In 1975 the UK economy was in a shambles, slipping into the role of sick man of Europe. In the previous three years the UK had endured a recession, double digit inflation, endemic industrial unrest and the imposition of a three-day working week to save scarce energy supplies. British voters in 1975 looked enviously to the prosperity and stability of Germany. Today the UK is seeing decent growth, while the euro area grapples with the migration crisis, sluggish activity and the difficulties of building a durable monetary union. On a relative basis the performance of the UK economy looks, for now at least, pretty good. The burning platform of UK economic failure which helped win the 1975 referendum is absent.

The salience of migration in the Europe debate today marks another difference with 1975. The Maastricht Treaty of 1992 established the right of people to live and work anywhere in the EU, but as Bowers and Mylles observe, it was EU enlargement into Central and Eastern Europe in 2004 that caused immigration into the UK to rise markedly, pushing migration up the list of UK voter concerns. More recent migration from North Africa and the Middle East, and the growing problems facing the Schengen nations, have added new concerns.  

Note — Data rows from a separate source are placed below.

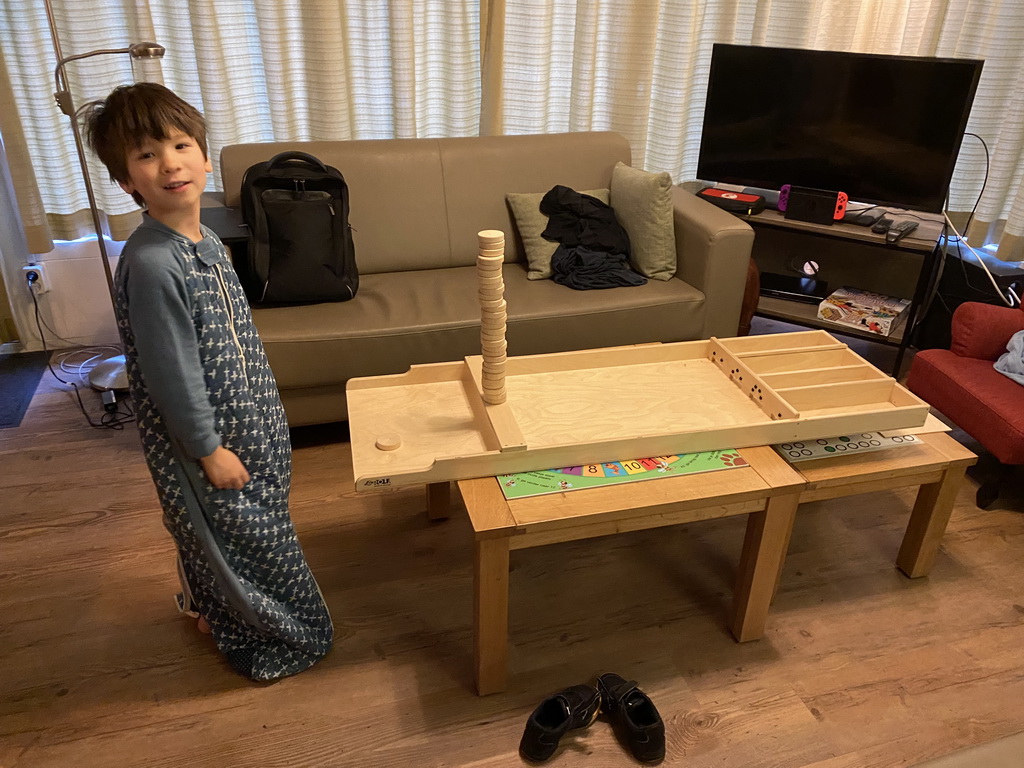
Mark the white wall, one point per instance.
(78, 306)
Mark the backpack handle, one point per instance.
(288, 157)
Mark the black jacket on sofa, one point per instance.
(594, 249)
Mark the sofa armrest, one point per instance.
(981, 331)
(713, 253)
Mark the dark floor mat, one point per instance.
(19, 375)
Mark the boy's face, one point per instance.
(169, 174)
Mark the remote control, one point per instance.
(899, 230)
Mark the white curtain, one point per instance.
(259, 71)
(276, 70)
(640, 67)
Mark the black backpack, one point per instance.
(300, 244)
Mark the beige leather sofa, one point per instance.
(416, 208)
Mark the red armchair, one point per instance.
(962, 383)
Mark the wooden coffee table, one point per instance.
(768, 492)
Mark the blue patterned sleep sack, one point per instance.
(197, 371)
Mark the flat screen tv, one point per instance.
(884, 129)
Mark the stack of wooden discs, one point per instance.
(493, 314)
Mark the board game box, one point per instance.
(563, 479)
(873, 312)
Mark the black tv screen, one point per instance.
(884, 129)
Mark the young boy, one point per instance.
(208, 410)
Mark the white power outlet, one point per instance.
(40, 285)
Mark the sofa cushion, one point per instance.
(642, 203)
(978, 398)
(432, 315)
(530, 223)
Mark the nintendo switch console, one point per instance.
(815, 206)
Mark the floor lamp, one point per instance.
(109, 374)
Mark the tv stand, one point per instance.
(849, 255)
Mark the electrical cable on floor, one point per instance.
(113, 418)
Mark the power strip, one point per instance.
(850, 443)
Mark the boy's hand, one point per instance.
(224, 469)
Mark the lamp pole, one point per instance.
(109, 374)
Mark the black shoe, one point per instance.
(573, 708)
(634, 717)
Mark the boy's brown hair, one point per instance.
(132, 114)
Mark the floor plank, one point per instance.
(860, 667)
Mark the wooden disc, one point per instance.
(388, 441)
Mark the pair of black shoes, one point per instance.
(634, 716)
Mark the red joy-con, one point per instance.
(841, 201)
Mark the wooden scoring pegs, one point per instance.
(491, 290)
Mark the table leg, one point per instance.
(438, 501)
(491, 613)
(764, 552)
(928, 523)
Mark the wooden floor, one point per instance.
(860, 666)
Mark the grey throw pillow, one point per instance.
(642, 203)
(530, 222)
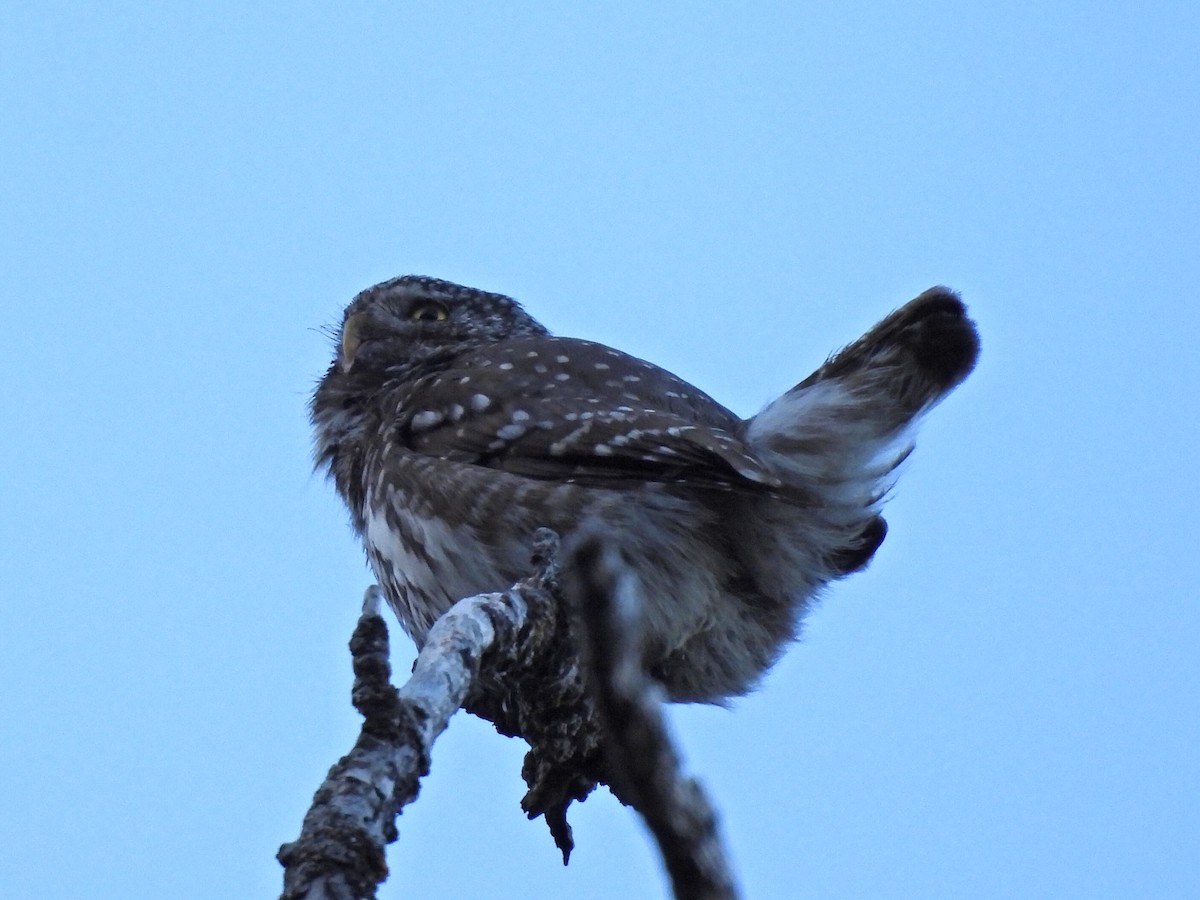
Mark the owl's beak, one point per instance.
(351, 341)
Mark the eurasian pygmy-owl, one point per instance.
(454, 425)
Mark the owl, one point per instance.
(454, 425)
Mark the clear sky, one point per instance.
(1003, 706)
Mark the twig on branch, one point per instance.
(340, 853)
(513, 659)
(640, 762)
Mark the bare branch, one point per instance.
(513, 659)
(340, 853)
(641, 765)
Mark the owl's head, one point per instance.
(411, 321)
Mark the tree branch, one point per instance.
(513, 659)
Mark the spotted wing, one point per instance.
(575, 411)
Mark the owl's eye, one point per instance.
(429, 311)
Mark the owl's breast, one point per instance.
(426, 563)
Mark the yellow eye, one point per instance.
(429, 311)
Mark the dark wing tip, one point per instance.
(941, 336)
(856, 556)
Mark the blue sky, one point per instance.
(1003, 706)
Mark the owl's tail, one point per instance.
(839, 436)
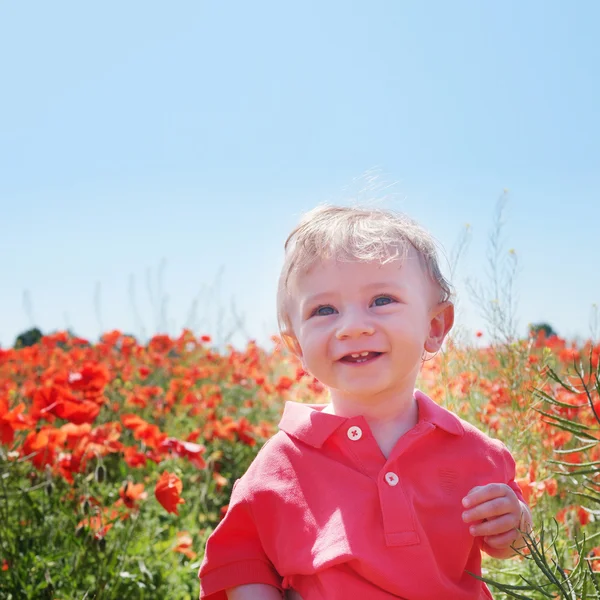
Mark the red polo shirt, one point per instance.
(322, 511)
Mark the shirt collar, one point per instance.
(309, 424)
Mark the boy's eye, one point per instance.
(383, 300)
(323, 310)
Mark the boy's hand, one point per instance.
(499, 515)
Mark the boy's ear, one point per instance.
(442, 319)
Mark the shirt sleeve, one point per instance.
(510, 473)
(234, 554)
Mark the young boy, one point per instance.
(381, 493)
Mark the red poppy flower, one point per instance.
(168, 490)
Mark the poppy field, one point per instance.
(117, 458)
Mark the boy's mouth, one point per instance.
(360, 357)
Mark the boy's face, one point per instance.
(390, 311)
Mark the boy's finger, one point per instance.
(480, 494)
(503, 540)
(492, 508)
(497, 526)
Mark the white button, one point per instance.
(355, 433)
(391, 478)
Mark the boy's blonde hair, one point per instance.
(352, 234)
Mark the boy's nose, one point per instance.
(354, 328)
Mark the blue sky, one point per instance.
(192, 135)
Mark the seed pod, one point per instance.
(85, 507)
(100, 473)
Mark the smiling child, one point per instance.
(381, 493)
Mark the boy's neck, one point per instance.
(397, 412)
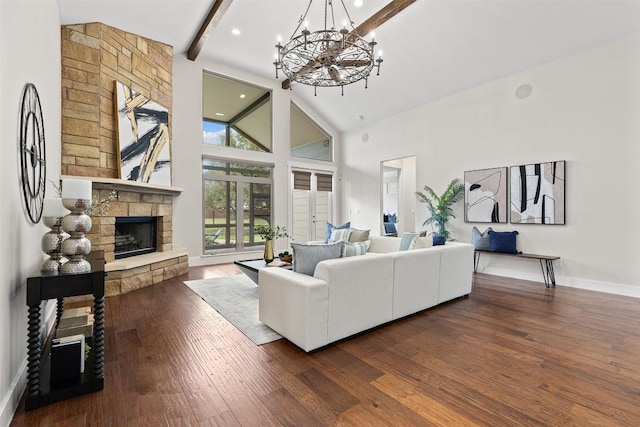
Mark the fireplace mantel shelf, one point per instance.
(121, 184)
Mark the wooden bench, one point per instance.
(546, 263)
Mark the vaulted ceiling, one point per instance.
(433, 49)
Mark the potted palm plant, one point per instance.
(441, 207)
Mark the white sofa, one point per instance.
(350, 295)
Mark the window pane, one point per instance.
(220, 214)
(223, 210)
(214, 133)
(259, 208)
(242, 112)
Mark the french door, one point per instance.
(311, 204)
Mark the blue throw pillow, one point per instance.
(503, 241)
(306, 257)
(481, 241)
(331, 227)
(408, 241)
(438, 240)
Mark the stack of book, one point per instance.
(67, 357)
(75, 321)
(68, 343)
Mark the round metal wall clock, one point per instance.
(32, 153)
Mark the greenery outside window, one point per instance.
(237, 197)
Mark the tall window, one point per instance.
(237, 197)
(235, 114)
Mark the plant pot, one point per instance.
(268, 251)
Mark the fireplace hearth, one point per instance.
(135, 236)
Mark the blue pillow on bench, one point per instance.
(481, 241)
(503, 241)
(438, 240)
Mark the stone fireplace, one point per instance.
(94, 57)
(135, 235)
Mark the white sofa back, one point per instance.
(360, 293)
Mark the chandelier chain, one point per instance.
(302, 18)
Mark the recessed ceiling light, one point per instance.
(523, 91)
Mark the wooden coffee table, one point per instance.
(251, 267)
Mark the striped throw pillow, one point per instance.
(355, 248)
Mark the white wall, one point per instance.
(187, 151)
(30, 52)
(584, 109)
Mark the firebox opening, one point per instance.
(135, 236)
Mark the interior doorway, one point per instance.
(398, 201)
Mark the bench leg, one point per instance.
(547, 272)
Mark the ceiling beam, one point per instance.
(373, 22)
(218, 9)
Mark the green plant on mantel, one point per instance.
(99, 207)
(441, 207)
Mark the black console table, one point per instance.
(40, 391)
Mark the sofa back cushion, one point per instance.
(384, 244)
(358, 235)
(330, 227)
(306, 257)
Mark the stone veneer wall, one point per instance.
(123, 281)
(94, 57)
(129, 203)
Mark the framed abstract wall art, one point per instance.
(485, 195)
(538, 193)
(143, 138)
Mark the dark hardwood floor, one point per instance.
(512, 353)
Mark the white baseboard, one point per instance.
(197, 261)
(571, 282)
(11, 399)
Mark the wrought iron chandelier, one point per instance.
(328, 57)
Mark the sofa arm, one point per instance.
(294, 305)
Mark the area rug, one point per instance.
(236, 299)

The final factor cited by Bowers and Mylles was the enthusiasm of the majority of the press for the Common Market in 1975. The press gave the then Prime Minister, Harold Wilson, largely uncritical coverage of his negotiations for a "better deal" in Britain's relationship with the Community. (Historians tend to the view that Wilson actually achieved little in his negotiations with the Community; but he deftly turned meagre result into a public relations triumph). The lone dissenting voice in a general mood of press enthusiasm for the EEC was the Communist Morning Star. This time round it seems likely that a number of major papers will take a euro sceptic line. And it is inconceivable that the media will be as uncritical in its assessment of the Prime Minister's current negotiation with the EU as it was in 1975.

The bookies odds and the polls suggest that the most likely outcome is that the UK will vote to remain in the EU. But that is clearly not assured – and it's certain to be a closer run thing than the landslide yes vote in 1975.